Nixon: Well acquainted with G. Gordon Liddy
Clinton: Well acquainted with G Spot
Famous feats….
Nixon: Took on Ho Chi Minh
Clinton: Took on Ho
Quoted as….
Nixon: Talked about achieving peace with honor
Clinton: Talked of getting a piece while on her
Presidential Nicknames….
Nixon: Tricky Dick
Clinton: Tricky Dick
and finally, Presidential excuses….
Nixon: I am not a crook!
Clinton: I did not do nook!
Clinton: “I didn’t tell her to lie in the disposition… I was telling her to ‘lie in that position.'”
—–
Q: What was President Clinton’s reaction to the Abortion Bill?
A: He paid it.
—–
Q: What’s the difference between President Clinton and the Titanic?
A: Only 1,500 people went down on the Titanic.
—–
Newsweek polled over 1000 women and asked the question: “Would you sleep with Bill Clinton?”
97% replied, “Never Again.”
—–
Q: Did you know that Hillary Clinton just wrote a new book?
A: It’s titled, “It Takes a Village to Satisfy My Husband”.
—–
“I don’t understand all the fuss about Clinton.

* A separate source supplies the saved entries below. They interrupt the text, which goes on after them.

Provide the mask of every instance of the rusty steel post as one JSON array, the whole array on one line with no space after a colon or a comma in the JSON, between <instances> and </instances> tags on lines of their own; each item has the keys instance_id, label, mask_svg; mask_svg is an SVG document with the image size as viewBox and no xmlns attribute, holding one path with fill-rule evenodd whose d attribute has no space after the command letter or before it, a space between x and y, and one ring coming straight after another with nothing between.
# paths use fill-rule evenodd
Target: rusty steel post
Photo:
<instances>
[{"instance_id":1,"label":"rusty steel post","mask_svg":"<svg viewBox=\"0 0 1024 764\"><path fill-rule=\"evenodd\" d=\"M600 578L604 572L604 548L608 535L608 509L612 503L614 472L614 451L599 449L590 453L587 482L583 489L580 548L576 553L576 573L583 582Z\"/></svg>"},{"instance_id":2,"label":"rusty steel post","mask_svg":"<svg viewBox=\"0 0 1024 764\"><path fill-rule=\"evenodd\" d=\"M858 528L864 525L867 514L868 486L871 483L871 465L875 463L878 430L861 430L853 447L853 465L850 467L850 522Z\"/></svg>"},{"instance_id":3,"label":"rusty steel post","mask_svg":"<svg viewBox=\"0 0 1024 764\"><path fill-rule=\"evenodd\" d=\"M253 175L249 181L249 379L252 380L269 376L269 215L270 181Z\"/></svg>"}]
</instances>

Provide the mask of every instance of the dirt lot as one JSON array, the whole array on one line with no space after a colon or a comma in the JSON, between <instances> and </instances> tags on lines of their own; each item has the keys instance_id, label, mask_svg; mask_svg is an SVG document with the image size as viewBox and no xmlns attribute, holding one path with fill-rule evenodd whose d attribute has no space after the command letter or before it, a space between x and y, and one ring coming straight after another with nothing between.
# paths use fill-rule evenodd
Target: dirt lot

He’s just giving the people what they want; sex and Gore.” – George Okeefe
—–
Q: What do Monica Lewinsky and Bob Dole have in common?
A: They were both upset when Bill finished first.
—–
Q: Why is President Clinton so interested in events in the Middle East?
A: He thought the Gaza Strip was a topless bar.
What’s the Difference between Bill Clinton and JFK?
One got his head blown off in the back of a car and the other one was assassinated.
A guy applies to the welfare office. They ask why he needs financial assistance.
“I’m having trouble with my eyes,” the man says. “I can’t see myself going to work.”